Неделю корабль летел в режиме переменного ускорения и маневрирования, то развернувшись задом вперёд и сбрасывая скорость, то вновь крутясь и набирая её. Они с Кингом, как пилоты, почти всё время торчали в кабине. Конечно же, пилотами их можно было назвать только формально: всю работу по управлению двигателями делал автомат. У пилота космического корабля нет штурвала и нет никакой возможности изменить курс, ведь любое неловкое ускорение на миллисекунду привело бы их к катастрофе. Импульсы от требуемых в данный момент маневровых двигателей могли быть осуществлены только программой. Только вот этих программ было много. Каждая выдавала расчёт траектории с какой-то погрешностью, и роль пилота заключалась в переключении программ. На МКС такую функцию выполнял Центр Управления Полёта, а здесь связь с Землёй осуществлялась с непозволительной задержкой. Кроме того, не было никаких спутников и триангуляций координат, так что вся надежда только на пилота.

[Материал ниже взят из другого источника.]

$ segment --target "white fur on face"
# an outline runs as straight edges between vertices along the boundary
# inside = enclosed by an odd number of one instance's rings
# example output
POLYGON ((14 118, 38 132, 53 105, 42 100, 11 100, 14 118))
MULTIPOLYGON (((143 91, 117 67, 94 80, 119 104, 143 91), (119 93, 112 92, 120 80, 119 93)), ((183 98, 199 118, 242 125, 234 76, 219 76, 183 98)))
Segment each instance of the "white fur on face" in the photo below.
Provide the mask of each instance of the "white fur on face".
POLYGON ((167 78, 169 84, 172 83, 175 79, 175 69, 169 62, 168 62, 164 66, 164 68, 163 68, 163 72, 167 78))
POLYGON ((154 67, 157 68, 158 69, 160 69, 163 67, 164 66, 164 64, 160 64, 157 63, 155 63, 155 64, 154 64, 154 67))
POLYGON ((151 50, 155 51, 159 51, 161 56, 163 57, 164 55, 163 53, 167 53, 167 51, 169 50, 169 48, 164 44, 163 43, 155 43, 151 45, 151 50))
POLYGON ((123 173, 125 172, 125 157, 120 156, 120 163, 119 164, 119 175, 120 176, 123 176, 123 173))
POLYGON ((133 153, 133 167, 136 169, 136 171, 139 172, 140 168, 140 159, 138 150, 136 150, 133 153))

И вот, когда пару дней перед тобой на экранах роятся какие-то кривые мигающие индикаторы, показатели эксцентриситета[11], полуосей и наклонения орбиты, прогнозы, сверка с положением относительно базисных точек, в роли которых выступали Солнце и ряд ярких звёзд, ты выпадаешь из реальности. Постепенно теряешь ощущение того, где верх, где низ и куда ты вообще летишь. Ведь при торможении ты движешься соплами вперёд, а ощущение складывается, что на самом деле корабль взлетает, только почему-то Марс тебя догоняет. Тяга и маневровые движки воротили желудки при частой смене режимов, а кориолисова сила[12] выбивала вестибулярный аппарат из колеи. Простительно ли после такого выглядеть дураком?
Если бы только Крис понимал, какие этюды они исполняли на скорости в несколько километров в секунду, чтобы, пролетев десятки миллионов километров от дома, точно вписаться в расчётную орбиту.